The best attacks on today's symmetric-key encryption algorithms simply apply massive computing resources to break their security by pure brute force. If a cryptographic algorithm is secure, it will be far too expensive for an attacker to gather the processing power necessary for such a brute-force cryptanalytic attack to succeed. Assessing the security of a cryptographic algorithm against this threat, then, involves surveying the state of the art in cryptanalytic computational power and estimating the investment required to mount this type of attack.
This paper explores the use of programmable logic hardware devices in cryptanalytic applications. Programmable logic attempts to provide much of the premier performance available from custom hardware, while partially retaining the reconfigurability and ease of development benefits found in software.
Our research draws heavily on the computer architecture field. Surprisingly, many techniques, tools, and models for the design of general-purpose processors also proved useful in the specialized domain of cryptanalytic hardware. We investigate the benefits of various forms of parallelism, including pipelining and superscalar architectures. We also examine and identify critical structural hazards and data hazards, as well as the crucial performance bottlenecks. This paper focuses especially on an analogue of the central ``CPU time'' formula from [20]. By framing the problem from the perspective of system architects, we were able to take advantage of the extensive knowledge base available in the architecture literature.
This paper is organized as follows. Section 2 elaborates on the need for estimates of the performance of cryptanalytic hardware, and Section 3 lists previous work which touches on this project and influenced our approach. Next, Section 4 introduces our experimental methodology and goals. Section 5 describes our design, implementation, and data in depth, providing a detailed technical analysis. Finally, Section 6 briefly identifies some areas for future research, and Section 7 concludes the paper.
There is currently a strong need for a solid assessment of the resources required to break the common cryptographic algorithms. This information is a crucial data point for system designers--they need this information to determine which encryption algorithm is appropriate for their system. The need is only intensifying: weak encryption is becoming the norm, earlier assessments are either incomplete or out-of-date, and steady increases in computing power are threatening the viability of these weak encryption systems.
Security is little more than economics. A cryptographic system is secure when it costs more to break it than the data it is protecting is worth. Accordingly, determining the strength of an encryption algorithm comes down to measuring the cost of the cryptanalytic resources needed to break the system. That explains the basic need for an evaluation of the cryptanalytic performance possible today.
In fact, several recent factors make the need more urgent. Weak encryption is being widely deployed. SSL with 40-bit RC4 is becoming a de facto standard for secure Web channels, largely because of Netscape's support. GSM, a European mobile telephony system, depends for its link-layer security on A5, an apparently weakened algorithm.
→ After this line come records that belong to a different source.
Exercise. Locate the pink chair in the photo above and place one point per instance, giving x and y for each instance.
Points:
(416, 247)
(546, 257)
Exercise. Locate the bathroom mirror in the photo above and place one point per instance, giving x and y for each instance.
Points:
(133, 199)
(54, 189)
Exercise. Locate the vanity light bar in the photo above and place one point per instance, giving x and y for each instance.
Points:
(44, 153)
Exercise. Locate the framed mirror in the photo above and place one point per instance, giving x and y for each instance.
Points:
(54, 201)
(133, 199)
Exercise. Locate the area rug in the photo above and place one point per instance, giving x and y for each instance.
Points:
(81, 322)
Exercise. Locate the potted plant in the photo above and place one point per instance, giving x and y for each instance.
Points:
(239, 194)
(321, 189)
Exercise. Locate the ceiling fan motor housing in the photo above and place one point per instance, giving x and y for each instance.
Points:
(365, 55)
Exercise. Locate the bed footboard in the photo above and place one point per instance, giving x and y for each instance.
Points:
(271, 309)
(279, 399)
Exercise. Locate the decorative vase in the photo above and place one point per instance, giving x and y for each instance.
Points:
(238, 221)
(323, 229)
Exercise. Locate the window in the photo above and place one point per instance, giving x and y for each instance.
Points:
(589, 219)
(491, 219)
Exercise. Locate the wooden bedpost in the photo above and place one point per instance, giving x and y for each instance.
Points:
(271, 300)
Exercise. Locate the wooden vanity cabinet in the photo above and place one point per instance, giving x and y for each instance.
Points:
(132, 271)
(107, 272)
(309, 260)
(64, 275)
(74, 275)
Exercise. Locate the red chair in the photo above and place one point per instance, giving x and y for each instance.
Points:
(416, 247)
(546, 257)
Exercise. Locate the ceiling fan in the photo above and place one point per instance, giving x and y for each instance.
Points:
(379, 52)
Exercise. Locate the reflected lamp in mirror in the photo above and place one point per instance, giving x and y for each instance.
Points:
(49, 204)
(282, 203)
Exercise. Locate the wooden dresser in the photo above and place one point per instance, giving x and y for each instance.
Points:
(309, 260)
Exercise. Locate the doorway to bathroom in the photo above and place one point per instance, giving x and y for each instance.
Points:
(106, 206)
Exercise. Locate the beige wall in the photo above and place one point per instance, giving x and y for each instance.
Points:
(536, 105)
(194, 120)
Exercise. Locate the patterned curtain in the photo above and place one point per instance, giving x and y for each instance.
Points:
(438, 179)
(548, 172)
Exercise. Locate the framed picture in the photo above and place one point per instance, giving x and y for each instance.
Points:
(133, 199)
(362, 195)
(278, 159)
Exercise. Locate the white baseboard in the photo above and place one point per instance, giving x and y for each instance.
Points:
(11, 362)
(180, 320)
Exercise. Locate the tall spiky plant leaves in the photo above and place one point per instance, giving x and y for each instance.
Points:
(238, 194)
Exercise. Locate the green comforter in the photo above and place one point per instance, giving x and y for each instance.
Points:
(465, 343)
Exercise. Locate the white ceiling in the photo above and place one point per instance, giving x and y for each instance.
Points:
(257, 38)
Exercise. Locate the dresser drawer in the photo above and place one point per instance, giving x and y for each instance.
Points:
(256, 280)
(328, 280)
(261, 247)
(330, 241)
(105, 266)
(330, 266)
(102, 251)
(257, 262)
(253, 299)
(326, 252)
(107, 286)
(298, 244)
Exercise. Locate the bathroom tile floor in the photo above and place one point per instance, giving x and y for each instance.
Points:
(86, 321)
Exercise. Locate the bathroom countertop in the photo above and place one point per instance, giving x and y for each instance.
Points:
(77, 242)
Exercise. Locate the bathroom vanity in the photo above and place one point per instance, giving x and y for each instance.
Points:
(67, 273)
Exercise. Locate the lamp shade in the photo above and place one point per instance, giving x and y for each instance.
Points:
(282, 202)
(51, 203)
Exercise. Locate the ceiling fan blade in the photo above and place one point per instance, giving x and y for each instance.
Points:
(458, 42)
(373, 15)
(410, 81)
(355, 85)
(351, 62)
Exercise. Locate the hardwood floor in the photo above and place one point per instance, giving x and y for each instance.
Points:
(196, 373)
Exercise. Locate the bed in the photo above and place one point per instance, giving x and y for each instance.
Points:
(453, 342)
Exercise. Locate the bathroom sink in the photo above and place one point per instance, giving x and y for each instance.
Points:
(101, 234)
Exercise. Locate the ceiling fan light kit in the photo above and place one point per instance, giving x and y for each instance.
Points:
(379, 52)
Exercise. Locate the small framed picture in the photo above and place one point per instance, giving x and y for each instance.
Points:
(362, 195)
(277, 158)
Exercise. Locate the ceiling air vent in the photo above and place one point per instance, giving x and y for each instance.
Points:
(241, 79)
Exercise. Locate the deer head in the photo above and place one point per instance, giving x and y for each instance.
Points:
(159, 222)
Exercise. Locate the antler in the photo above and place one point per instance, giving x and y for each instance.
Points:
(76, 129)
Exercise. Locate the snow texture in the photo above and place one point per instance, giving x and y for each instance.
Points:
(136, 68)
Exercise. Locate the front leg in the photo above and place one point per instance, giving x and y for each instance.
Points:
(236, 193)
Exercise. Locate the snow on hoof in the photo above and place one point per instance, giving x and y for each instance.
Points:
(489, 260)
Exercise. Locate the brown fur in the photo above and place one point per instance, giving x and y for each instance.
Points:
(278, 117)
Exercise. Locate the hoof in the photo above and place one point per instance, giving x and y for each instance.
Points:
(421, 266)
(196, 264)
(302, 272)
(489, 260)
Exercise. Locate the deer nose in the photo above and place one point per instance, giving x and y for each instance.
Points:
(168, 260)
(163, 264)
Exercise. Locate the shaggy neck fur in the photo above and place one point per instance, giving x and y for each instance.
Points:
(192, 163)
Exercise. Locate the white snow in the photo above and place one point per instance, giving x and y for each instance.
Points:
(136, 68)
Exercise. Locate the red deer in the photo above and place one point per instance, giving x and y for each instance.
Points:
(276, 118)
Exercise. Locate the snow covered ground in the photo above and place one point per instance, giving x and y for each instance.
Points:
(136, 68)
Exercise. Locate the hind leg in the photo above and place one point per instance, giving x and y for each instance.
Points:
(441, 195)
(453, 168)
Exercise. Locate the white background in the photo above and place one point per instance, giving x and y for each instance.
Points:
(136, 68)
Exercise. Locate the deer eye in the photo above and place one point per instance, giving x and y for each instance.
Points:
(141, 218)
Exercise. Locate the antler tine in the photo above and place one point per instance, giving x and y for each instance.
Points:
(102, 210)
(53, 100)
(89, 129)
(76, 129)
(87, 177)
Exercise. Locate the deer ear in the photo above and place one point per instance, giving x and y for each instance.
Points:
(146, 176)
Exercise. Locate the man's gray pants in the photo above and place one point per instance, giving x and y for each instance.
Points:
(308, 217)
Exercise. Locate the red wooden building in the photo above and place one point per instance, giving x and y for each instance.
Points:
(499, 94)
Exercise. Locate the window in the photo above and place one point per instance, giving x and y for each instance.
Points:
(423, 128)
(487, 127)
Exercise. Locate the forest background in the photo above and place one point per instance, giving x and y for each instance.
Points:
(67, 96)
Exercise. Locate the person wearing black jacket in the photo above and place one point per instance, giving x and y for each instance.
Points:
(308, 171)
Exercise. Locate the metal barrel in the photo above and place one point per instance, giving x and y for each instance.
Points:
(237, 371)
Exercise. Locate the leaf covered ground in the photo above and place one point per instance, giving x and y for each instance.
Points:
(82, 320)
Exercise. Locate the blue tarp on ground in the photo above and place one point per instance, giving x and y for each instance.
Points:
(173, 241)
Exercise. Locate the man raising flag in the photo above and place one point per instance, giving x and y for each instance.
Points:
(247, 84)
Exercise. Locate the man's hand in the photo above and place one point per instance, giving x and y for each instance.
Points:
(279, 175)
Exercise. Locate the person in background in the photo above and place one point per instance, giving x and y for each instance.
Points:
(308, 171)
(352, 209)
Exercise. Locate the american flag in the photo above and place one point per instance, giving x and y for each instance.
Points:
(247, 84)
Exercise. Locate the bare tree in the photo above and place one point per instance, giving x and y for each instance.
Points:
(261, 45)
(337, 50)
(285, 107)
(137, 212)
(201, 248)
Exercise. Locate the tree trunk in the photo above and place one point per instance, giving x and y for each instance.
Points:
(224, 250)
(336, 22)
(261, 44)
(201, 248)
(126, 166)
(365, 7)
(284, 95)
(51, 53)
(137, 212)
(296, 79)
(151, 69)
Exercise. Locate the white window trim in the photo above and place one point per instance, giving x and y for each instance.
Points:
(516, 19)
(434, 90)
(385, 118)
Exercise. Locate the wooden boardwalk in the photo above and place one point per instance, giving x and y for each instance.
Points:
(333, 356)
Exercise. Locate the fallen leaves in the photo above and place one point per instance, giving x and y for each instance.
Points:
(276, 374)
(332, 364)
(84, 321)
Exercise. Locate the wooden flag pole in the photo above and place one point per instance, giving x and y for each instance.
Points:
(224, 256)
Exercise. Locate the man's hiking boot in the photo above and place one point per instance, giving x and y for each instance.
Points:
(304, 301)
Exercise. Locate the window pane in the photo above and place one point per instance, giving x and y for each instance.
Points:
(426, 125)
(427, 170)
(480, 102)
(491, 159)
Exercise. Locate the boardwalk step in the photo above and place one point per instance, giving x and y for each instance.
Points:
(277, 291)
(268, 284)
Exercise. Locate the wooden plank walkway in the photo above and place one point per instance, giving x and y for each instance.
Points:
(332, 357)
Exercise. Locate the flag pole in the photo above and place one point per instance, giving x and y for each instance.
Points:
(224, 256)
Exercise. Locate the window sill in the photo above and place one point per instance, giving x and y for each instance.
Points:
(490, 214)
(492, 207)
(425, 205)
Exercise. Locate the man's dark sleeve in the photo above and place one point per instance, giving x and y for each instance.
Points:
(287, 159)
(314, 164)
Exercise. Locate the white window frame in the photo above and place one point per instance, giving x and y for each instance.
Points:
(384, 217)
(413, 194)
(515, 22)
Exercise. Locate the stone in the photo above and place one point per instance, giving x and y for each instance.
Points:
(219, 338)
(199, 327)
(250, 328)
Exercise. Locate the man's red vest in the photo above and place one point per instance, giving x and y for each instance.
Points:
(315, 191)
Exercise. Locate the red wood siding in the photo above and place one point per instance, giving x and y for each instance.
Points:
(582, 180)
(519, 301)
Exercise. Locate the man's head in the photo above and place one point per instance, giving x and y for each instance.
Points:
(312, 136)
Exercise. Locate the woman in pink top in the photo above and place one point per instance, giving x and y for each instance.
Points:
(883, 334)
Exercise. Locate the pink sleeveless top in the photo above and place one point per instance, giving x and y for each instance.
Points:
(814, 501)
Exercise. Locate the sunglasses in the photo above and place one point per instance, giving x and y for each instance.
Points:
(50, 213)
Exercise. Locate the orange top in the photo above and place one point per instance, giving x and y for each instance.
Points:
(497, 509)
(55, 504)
Export restrictions are largely to blame for the recent preponderance of weak encryption algorithms; they are an unfortunate fact of life at the moment. This intensifies the need for accurate estimates of the true protection these cryptographic algorithms offer. For extremely strong algorithms, it is sufficient to provide order-of-magnitude estimates to show that breaking these algorithms requires absurd collections of resources; but when it is feasible (or barely feasible) to break an encryption algorithm, it becomes extremely important to pinpoint the cost of cryptanalysis accurately.
Section 3 lists several earlier algorithm assessments. DES has received by far the most attention, but we are also greatly interested in the (today all-too-common) case of exportable encryption algorithms. Most of the experience with weak encryption systems has been with software cryptanalysis; yet programmable logic may be the most cost-effective method of assembling computational power for this problem. A recent paper [4] did briefly address the cost-effectiveness of programmable logic, but their estimate appears to be based on flawed assumptions. The one work which investigated the problem most closely [22] was a good start, but it didn't go far enough: their estimates were based on theoretical calculations, instead of real implementations and measurements.
Therefore, there is new ground to cover, and previous work to validate. We will explore the applicability and performance of programmable logic to cryptanalysis of A5, DES, CDMF, and RC4. This paper attempts to provide a solid, rigorous assessment of the economics of cryptanalysis, relying on actual implementations and experimental measurements.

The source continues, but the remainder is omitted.